Exemplary Computing Environment
[0039] FIG. 1 is a block diagram of an exemplary computer system
100 in which aspects of the present invention may be implemented.
Computer system 100 may be any suitable system, such as but not
limited to a mainframe, minicomputer, IBM compatible personal
computer, Unix workstation or network computer. One skilled in the
art will appreciate that the apparatus of the present invention may
apply to any computer system including but not limited to a
multi-user computer system or single user computer. As shown in
FIG. 1, computer system 100 comprises central processing unit (CPU)
102 connected to main memory 104, auxiliary storage interface 106,
terminal interface 108, and network interface 110. These system
components are connected via system bus 160. Auxiliary storage
interface 106 is used to connect storage devices, such as but not
limited to DASD devices 190, storing data on a disk such as but not
limited to disk 195, to computer system 100.
[0040] Main memory 104, encompassing the entire virtual memory of
computer system 100, includes an operating system 122 and an
application 124, and may also include an interlocking trees
datastore 126. The interlocking trees datastore 126 may be used to
provide data storage that can be quickly searched for data in
multiple contextual modes without requiring a duplication of data.
Computer system 100 may use well-known virtual addressing
mechanisms that allow the programs of computer system 100 to behave
as if they have access to a large single storage entity rather than
access to multiple, smaller storage entities such as main memory
104 and DASD devices 190. Hence, while operating system 122,
application 124, and interlocking trees datastore 126 are shown to
reside in main memory 104, those skilled in the art will recognize
that these elements are not necessarily all completely located in
main memory 104 at the same time.
[0041] While computer system 100 is shown to include only a single
CPU and system bus, one skilled in the art will understand that the
present invention may be implemented using a system that includes
multiple CPUs and/or buses. Terminal interface 108 may be used to
connect one or more terminals to computer system 100. The
referenced terminals may be dumb terminals or fully programmable
workstations and may be employed to enable system administrators
and users to communicate with computer system 100.
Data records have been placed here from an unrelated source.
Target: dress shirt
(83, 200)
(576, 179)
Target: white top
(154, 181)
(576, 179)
[0042] Network interface 110 may be used to connect other computer
systems and/or workstations to computer system 100. The network to
which network interface 110 interfaces may be a local area network
(LAN), wide area network (WAN), an internet, extranet or the
Internet, or any other suitable network. Operating system 122 may
be an operating system such as OS/2, WINDOWS, AIX, UNIX, LINUX or
any other suitable operating system.
[0043] Application program 124 can be any type of application
program which accesses data stored in interlocking trees datastore
126. Thus, the application could comprise a data analytics
application, data warehousing application, intrusion detection
system, to name several examples, although the invention is not
limited thereto.
[0044] Interlocking trees datastore 126 provides a data storage
structure that enables users to access the same datastore to obtain
information associated with any context. The term data, as used
herein can include any type of computer stored information such as
but not limited to numbers, text, graphics, formulas, tables,
audio, video, multimedia or any combination thereof. Interlocking
trees datastore 126 can be implemented as part of application 124,
as part of operating system 122 or as a separate datastore product
that can be adapted to provide data storage for a wide variety of
applications.
[0045] While the present invention is described in the context of a
fully functional computer system, one of skill in the art will
appreciate that the present invention is capable of being
distributed as a program product in a variety of forms, and that
the present invention applies equally, independent of the
particular type of signal bearing media that carry out the
distribution. Examples of media carrying such signals include but
are not limited to floppy disks, hard drives, CD ROMs, digital and
analog communication links over electrical, optical, wireless or
other suitable mediums.
[0046] FIG. 1A is similar to FIG. 1 except it contains blocks
representing a KStore being saved. Other, repeated elements of the
diagram of FIG. 1A simply have an "a" annexed to their identifying
numerals. The Kstore (Datastore 126a) is being worked by the Save
Routines 128 now in the computer system's active memory 104a. To
restore it after the save process has completed, there are also
restore routines 129, which, for convenience are shown in the
active main memory 104a also, although they can be swapped in when
needed or as desired. The process will develop a header space 127r,
and packets representing the nodes of the KStore structure as the
process progresses, and will preferably work on the structure to be
saved in active memory as area 127s. For convenient reference we
refer to this work-space in memory as area 127. Alternatively, the
space 127 can be very small, having only a currently in process
node packet which is being created by the save routines 128, or
alternatively being restored by the restore routines 129, if the
KStore is being restored. If the KStore is being restored, space
127 may not be needed, but may be desirable as a test or working
space where the KStore is being traversed and nodes are being added
during the restore process. If the nodes are turned into packets
and streamed as files out to memory as they are formed, they may be
created at a speed at which they are streamed out immediately as
stream files to permanent storage. In at least such cases,
allocating memory for the packet in the storage device is not a
required step, since a stream file set up will cause the OS and the
data storage system to handle this automatically.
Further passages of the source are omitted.